June 16, 2020

The Support of (and Resistance to) the OR Flip Room


Outside of “How do I (the hospital) improve first case on-time start and room turnover?” the next most asked question for surgeries is, “Do the metrics include our flip rooms, and how is providing more than one room to physicians affecting those metrics?”

With as many hospitals that are providing flip rooms to physicians, one would think that an abundant amount of literature would be available. However, a quick google search returns very little research on the topic. Most of the articles include basic criteria for a flip room policy but not how to measure the efficiency of the flip. One article by OR Manager stood out: “Utilization in a flip room can be 30% to 40% lower than a fully scheduled operating room” (OR Manager, 2014). The same article advocates that hospitals fill the pressure to offer flip rooms to recruit and keep physicians for fear they will take their cases to a different hospital.
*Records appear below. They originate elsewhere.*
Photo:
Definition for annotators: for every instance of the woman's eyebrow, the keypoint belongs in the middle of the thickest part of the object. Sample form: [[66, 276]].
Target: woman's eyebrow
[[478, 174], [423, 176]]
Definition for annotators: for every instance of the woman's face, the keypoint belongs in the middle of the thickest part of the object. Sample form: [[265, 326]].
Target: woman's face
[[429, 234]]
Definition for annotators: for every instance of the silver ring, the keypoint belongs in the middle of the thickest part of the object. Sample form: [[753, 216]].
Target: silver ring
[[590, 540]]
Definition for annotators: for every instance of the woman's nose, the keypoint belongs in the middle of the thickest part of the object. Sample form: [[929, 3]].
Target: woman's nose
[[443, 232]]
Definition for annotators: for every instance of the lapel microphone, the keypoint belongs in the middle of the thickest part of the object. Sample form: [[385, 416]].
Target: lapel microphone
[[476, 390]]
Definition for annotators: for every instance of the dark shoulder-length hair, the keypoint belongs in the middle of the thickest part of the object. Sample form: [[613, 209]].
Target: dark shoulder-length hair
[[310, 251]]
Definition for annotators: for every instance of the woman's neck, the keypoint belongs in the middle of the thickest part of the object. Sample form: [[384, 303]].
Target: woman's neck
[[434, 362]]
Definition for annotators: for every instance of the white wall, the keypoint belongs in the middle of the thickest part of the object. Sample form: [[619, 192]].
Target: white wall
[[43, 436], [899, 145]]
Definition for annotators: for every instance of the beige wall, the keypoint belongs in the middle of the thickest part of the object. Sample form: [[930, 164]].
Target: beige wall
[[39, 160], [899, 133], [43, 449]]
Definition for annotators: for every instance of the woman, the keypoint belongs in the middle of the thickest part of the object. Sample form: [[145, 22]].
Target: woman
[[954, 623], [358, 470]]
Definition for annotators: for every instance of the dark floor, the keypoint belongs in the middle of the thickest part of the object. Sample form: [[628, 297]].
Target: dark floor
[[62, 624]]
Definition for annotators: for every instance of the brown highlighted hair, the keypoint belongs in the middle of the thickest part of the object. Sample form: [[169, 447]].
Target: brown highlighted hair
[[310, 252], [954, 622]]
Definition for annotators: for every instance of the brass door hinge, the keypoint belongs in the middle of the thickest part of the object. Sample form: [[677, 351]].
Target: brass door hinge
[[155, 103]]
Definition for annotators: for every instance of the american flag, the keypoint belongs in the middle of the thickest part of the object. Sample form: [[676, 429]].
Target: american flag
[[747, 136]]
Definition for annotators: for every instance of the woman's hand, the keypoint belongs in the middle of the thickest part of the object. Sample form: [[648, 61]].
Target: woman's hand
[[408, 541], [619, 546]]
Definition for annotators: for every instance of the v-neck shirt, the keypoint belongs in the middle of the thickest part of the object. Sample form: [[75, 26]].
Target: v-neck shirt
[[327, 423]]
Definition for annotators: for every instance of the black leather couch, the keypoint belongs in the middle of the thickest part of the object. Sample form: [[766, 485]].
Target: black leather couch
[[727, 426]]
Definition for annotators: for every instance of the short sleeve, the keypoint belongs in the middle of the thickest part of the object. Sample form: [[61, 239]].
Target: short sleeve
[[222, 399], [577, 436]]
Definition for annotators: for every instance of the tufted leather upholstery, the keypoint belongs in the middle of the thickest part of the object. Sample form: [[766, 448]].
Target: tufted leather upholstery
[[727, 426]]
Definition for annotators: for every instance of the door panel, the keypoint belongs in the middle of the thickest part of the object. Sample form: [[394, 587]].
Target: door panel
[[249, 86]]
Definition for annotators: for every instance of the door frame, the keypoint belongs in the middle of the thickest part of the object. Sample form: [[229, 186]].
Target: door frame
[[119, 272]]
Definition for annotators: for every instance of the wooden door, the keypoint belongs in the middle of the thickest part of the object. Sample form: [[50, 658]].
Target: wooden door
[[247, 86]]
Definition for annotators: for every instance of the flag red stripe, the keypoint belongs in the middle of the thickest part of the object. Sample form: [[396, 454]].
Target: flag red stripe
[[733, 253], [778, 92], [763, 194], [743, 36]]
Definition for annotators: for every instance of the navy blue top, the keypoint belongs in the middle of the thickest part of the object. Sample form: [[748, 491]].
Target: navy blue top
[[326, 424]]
The consensus of all the articles found through a literature search provides some basic criteria for flip rooms.

  • Volume: The surgeon should bring in 250 cases per year and average at least six to seven cases per eight-hour block (OR Manager, 2014)
  • Metrics
    • Maintain first case on-time start in each room of at least 90%
    • Utilization in both rooms at a minimum of 70% unadjusted (doesn’t account for the release of block time)
  • Scheduling
    • To book into the second room, a physician should book at least half of the block in the first room
    • Schedule longer cases as first or last case of day and book them together; book short cases together (Peterson, 2017)
  • Procedure
    • “The ideal case is a short operation with a complicated setup…with predictable case times” (OR Manager, 2014)
    • Preference to cases where the setup time is like case duration (Peterson, 2017)
    • The ratio of set-up time to case length should be close to 1 (Azoulai, 2018)
  • Equipment: Available for both rooms
  • Assistance: Must have a designee to help with start/finish

We analyzed data from a small community hospital with six operating rooms during the prime-time hours of 7am – 3pm for the period of September 1, 2019, to February 29, 2020, for the orthopedics group. Every week the orthopedics group runs two physicians a day, and both are flipping rooms for a total of four orthopedics rooms.

Prime-time utilization varies little day over day, but individual room utilization (Figure 1) varies by day of the week. How does flipping rooms affect utilization? How does this hospital compare with the 30% to 40% reduction estimate from OR Manager?

Figure 1. Prime-Time Room Utilization

The primary metrics of inefficiency during prime time are room turnover time (TOT) and first case on-time start (FCOTS). Filtering the metrics for orthopedics shows a 38% increase in TOT (Figure 2) and a 13% decrease in FCOTS (Figure 3). That decrease in FCOTS accounted for an average 18.3-minute delay.

Figure 2. Orthopedics Room Turnover Time
Figure 3. Orthopedics First Case On-Time Start

The orthopedics group averages 93.7 minutes a case. For ease of calculation, the following analysis will use an average case length of 90 minutes and 50 and 30 minutes for TOT. For every four rooms, one case will be late by 20 minutes because of the flip. Cases start at 7am for the first room and 8am for the second room.

Table 1 shows what a schedule would look like with two physicians operating two rooms each. Without variations, the best utilization based on the hospital averages is 62.5%. Taking the same amount of cases, the physician would need to operate over two days, but the increase is 12.5% (Table 2).

Table 1. Orthopedics Flip Room Utilization
Table 2. Orthopedics Room Utilization without Flip Rooms

If operated efficiently, flip rooms can benefit the hospital in terms of physician retainment and recruitment. The time that physicians must wait for the next case is minimized, allowing them to reduce the number of days they work while increasing their office time to bring in new cases. However, there are some negatives to the flip room, such as a decrease in room utilization (revenue-generating minutes) for the hospital. While this analysis shows a reduction in room utilization of 10% to 20% (Table 1 and Table 2), not 30% to 40% as referenced in OR Manager, the biggest takeaway is how much room turnover affects room utilization. More cases mean more turnover (non-revenue-generating minutes) time that reduces from maximum room utilization.

Azoulai, B. (2018, October 2). Flip Rooms Are Nothing to Flip Out About. Retrieved from Hospital IQ: https://www.hospiq.com/blog/flip-rooms-are-nothing-to-flip-out-about/

OR Manager. (2014). Firm policies and the right procedures tip the cost-benefit balance toward flip rooms. OR Manager, 1-4.

Peterson, D. (2017). The Art of the Flip. Outpatient Surgery , 23-26.